Ein überholtes Zweiparteiensystem

"Meine Gegenwart ist düster und meine Zukunft ungewiss", beschreibt eine Demonstrantin ihre Situation. Die Beschreibung gilt stellvertretend für viele. "Dahinter steckt eine große Frustration über das Ende eines langen ökonomischen Booms", sagt Witte und ergänzt, dass damit auch die Zukunftsperspektiven schwinden. Aus seiner Sicht steht die Unzufriedenheit über die Politiker im Zusammenhang mit den zusehends schlechter werdenden Arbeitsbedingungen - sofern man Arbeit hat. Denn landesweit sind über 20 Prozent der Spanier arbeitslos, unter den Jugendlichen sind es sogar 45 Prozent. Obwohl die sozialdemokratisch orientierte Regierung von José Luis Rodríguez Zapatero der politischen Ausrichtung der Friedrich-Ebert-Stiftung nahe steht, spart Witte nicht mit Kritik. "Ich bin in Spanien vor zweieinhalb Jahren angekommen. Da war der Boom gerade zu Ende, aber man hatte das Gefühl, die Fiesta geht immer noch weiter", erklärt Witte. "Zapatero hat leider lange Zeit fast schon geleugnet, dass es überhaupt eine Krise gibt." Danach habe sich Zapatero darauf verlegt, das baldige Ende der Krise zu verkünden. Inzwischen hat der Regierungschef ein Glaubwürdigkeitsproblem: Denn die Krise dauert sehr wohl an. Entgegen der Beteuerungen, die Krise werde nicht zu Lasten der Schwachen gehen, sind nun die Einschnitte im Sozialsystem spürbar.

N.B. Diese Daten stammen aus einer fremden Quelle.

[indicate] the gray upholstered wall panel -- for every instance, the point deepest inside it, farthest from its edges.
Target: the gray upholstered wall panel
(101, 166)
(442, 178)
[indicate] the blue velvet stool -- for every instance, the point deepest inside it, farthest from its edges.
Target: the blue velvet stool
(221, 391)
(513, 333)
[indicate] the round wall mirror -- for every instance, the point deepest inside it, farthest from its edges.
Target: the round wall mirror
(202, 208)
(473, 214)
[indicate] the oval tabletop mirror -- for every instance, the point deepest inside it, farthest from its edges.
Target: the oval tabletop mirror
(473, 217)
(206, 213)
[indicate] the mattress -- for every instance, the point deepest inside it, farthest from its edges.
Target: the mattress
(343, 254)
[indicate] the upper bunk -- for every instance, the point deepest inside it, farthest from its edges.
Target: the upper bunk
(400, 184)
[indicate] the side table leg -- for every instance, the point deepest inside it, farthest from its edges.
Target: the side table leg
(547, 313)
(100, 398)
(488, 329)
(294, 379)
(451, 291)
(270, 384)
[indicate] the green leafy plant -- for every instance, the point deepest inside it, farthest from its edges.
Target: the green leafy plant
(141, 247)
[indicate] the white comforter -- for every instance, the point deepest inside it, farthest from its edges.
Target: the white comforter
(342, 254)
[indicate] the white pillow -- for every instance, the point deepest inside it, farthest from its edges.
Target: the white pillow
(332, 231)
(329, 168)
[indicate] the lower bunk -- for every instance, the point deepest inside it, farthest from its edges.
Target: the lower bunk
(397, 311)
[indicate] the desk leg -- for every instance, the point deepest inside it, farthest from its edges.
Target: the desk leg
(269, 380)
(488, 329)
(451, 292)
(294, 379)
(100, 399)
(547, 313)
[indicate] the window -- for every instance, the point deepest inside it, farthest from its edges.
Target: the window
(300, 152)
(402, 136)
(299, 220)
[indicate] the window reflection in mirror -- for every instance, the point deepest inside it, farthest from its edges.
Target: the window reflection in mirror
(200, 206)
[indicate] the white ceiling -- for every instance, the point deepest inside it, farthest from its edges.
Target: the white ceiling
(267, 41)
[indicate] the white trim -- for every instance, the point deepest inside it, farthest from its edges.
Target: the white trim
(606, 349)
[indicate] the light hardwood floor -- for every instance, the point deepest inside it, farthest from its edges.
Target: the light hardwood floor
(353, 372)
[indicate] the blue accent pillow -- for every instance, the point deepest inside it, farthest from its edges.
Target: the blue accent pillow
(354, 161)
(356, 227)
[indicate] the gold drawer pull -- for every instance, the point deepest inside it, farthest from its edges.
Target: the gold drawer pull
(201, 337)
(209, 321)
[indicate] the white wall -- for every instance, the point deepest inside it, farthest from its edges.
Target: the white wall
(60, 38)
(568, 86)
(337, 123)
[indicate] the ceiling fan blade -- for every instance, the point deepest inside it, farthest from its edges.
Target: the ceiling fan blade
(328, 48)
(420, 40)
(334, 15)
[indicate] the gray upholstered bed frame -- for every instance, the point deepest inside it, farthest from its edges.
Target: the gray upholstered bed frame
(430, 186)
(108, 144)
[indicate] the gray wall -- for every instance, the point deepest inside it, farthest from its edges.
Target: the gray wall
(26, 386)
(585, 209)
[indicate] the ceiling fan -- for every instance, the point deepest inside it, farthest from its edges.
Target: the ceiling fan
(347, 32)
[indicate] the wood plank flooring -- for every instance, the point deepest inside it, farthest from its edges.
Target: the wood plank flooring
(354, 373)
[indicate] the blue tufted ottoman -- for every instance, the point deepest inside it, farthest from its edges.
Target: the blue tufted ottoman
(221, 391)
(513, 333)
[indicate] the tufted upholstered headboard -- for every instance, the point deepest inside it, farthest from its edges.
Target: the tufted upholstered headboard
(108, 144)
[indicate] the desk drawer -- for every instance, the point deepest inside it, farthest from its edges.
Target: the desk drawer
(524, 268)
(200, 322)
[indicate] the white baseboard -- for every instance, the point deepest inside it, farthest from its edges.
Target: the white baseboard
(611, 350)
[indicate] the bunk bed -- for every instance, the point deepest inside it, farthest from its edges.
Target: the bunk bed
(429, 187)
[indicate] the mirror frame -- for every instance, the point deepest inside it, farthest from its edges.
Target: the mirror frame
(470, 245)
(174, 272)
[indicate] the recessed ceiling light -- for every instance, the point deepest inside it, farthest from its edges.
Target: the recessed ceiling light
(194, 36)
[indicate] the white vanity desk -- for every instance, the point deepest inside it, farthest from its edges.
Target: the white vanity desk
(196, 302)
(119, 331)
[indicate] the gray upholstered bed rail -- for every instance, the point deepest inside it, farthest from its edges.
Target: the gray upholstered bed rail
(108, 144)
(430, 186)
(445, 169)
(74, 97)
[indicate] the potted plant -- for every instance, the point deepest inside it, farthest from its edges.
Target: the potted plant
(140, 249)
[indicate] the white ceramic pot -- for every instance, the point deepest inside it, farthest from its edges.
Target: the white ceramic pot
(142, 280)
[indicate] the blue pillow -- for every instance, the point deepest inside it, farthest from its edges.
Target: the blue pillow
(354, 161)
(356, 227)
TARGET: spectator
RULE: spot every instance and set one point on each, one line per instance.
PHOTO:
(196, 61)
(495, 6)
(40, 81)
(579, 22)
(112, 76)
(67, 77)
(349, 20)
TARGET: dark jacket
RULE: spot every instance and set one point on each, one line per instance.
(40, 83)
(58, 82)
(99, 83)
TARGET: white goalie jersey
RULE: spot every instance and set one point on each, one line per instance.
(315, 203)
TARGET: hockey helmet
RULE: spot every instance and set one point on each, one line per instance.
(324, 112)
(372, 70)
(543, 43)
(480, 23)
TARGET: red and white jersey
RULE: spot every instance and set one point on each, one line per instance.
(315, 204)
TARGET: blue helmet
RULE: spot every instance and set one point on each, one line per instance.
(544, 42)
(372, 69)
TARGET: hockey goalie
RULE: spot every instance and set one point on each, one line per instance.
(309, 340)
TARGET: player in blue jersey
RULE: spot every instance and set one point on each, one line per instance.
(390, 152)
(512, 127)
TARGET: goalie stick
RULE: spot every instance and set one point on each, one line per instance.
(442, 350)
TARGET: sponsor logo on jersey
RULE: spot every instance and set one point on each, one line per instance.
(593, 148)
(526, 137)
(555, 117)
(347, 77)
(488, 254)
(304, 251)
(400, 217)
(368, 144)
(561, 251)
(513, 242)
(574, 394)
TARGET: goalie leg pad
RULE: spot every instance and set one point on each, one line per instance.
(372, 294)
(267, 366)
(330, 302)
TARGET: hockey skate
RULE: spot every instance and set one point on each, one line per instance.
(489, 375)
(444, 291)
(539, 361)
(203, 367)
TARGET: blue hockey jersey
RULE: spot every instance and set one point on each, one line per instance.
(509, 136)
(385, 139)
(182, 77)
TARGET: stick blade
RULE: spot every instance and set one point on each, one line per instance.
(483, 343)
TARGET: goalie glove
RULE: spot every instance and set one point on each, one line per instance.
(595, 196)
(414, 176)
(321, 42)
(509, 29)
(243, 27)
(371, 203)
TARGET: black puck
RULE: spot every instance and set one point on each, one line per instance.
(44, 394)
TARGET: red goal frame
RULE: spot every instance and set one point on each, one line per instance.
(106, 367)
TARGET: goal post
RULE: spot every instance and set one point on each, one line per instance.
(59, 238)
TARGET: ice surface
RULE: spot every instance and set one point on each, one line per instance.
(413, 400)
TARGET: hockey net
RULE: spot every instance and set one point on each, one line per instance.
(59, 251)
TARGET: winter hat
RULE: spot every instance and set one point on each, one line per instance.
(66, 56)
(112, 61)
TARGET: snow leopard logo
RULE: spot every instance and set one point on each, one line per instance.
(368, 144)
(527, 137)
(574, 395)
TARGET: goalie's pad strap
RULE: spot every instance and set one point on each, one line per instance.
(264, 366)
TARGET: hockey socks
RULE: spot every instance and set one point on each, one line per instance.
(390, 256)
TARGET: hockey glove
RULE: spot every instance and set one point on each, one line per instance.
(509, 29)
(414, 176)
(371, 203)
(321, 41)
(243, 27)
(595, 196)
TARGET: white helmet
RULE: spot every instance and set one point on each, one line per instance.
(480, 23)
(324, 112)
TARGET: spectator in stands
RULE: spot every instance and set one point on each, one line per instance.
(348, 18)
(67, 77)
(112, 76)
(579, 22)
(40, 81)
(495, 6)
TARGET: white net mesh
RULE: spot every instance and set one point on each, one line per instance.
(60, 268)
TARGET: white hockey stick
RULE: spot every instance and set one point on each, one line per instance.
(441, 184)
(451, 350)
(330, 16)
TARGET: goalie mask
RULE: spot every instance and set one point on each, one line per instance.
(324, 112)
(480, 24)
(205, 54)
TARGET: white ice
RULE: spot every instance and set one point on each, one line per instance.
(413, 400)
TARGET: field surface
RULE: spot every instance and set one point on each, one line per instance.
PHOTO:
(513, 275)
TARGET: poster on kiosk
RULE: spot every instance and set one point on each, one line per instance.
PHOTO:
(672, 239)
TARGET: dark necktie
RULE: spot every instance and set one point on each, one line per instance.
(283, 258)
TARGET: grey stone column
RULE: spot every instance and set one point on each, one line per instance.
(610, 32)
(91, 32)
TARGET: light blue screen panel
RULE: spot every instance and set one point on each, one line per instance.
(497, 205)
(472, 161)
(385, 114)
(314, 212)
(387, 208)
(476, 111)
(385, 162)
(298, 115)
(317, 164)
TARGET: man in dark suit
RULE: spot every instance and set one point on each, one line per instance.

Witte geht davon aus, dass die Sozialistische Partei Zapateros, die PSOE, einen Denkzettel an den Wahlurnen erhält. Die andere große Fraktion, die konservative Partido Popular, wird ihre übliche Klientel mobilisieren können. Witte hält es nicht für wahrscheinlich, dass sich viele dem Slogan der Demonstranten nach Wahlboykott anschließen werden. Unterdessen ist auf den spanischen Straßen der Unmut über die Banker groß, aber genauso gegen die Regierung und die Opposition.

Zeitvertreib mit Zeitunglesen, Impression von den Demos in Madrid (Foto: AP)
Zeitvertreib mit ZeitunglesenBild: AP

Beobachter werten das als ein Zeichen dafür, dass das Zweiparteiensystem überholt ist, das seit Ende der Diktatur in den 1970er-Jahren besteht. "Es hat sich jetzt ein sehr eigenartiges System von zwei großen nationalen Parteien entwickelt, die sich gegenüberstehen und dazu noch ein paar Regionalparteien", sagt Witte. Entscheidend seien aber die nationalistischen Parteien, die die Rolle von Mehrheitsbeschaffern für die beiden großen Parteien spielen. In anderen politischen Systemen würden diese eine dritte oder vierte Kraft spielen. So habe sich aber beispielsweise keine grüne Partei entwickeln können. "Gleichzeitig erweist sich der politische Schlagabtausch von Konservativen und PSOE als nicht sonderlich hilfreich, die großen Probleme des Landes zu lösen", meint Witte.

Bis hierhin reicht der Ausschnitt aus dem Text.